Я кивнул, вспоминая старые рассказы матери о своей семье.
– А про прадеда твоего я не рассказывала? ― встрепенулась мама.
– Это который был белым офицером и воевал у Корнилова? ― устало спросил я.
– Да, да, ― подтвердила мама. ― Он самый. На Первой мировой воевал, был ранен, три Георгия имел, четвёртым не успели наградить, хотя, и получил представление – случилась революция… Потом гражданская война, он один из немногих добровольцев, выживших в знаменитом Ледяном походе Корнилова.
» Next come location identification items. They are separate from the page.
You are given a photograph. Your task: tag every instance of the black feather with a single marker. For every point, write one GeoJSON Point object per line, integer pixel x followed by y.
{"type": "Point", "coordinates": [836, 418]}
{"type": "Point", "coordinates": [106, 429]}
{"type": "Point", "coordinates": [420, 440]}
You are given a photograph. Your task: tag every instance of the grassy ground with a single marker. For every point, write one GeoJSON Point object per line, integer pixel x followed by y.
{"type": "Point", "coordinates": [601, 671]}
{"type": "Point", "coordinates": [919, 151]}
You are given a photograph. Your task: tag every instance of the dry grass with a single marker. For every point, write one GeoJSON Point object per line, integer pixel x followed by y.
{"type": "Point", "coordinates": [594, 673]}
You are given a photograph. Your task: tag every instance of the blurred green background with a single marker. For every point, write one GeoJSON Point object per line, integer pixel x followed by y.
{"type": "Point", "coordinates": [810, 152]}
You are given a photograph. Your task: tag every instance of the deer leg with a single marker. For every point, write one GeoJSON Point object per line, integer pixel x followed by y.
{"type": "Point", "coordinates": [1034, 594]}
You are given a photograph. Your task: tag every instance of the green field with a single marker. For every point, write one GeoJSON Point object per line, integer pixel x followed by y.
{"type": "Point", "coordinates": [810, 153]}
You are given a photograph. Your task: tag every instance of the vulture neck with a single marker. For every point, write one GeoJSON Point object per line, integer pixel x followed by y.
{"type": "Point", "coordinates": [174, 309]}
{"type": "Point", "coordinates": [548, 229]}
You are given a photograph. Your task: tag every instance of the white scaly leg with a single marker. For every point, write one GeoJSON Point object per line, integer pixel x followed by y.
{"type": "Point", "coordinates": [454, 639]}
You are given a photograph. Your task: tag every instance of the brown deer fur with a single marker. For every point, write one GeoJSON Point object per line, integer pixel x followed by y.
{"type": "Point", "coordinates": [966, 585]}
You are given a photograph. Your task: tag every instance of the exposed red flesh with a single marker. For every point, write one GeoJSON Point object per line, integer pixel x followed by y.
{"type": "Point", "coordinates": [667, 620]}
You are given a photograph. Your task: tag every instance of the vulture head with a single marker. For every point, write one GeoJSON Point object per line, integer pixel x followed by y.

После победы красных эмигрировать не стал, подправил свою биографию и остался в России, устроился работать учителем и спокойно дожил до старости… Удивительная у твоих деда и прадеда судьба была. Такое впечатление, что Бог их хранил, оберегал от смерти, определив для них какую-то цель, достигнув которую, они могли уже спокойно уйти. ― Мама ласково, с улыбкой поправила мою сбившуюся чёлку. ― Кстати, я тебе раньше не говорила, прадед твой был дворянином, и фамилия у него была совсем не Колмогоров. Колмогоровым он записался после того, как решил остаться в Советской России.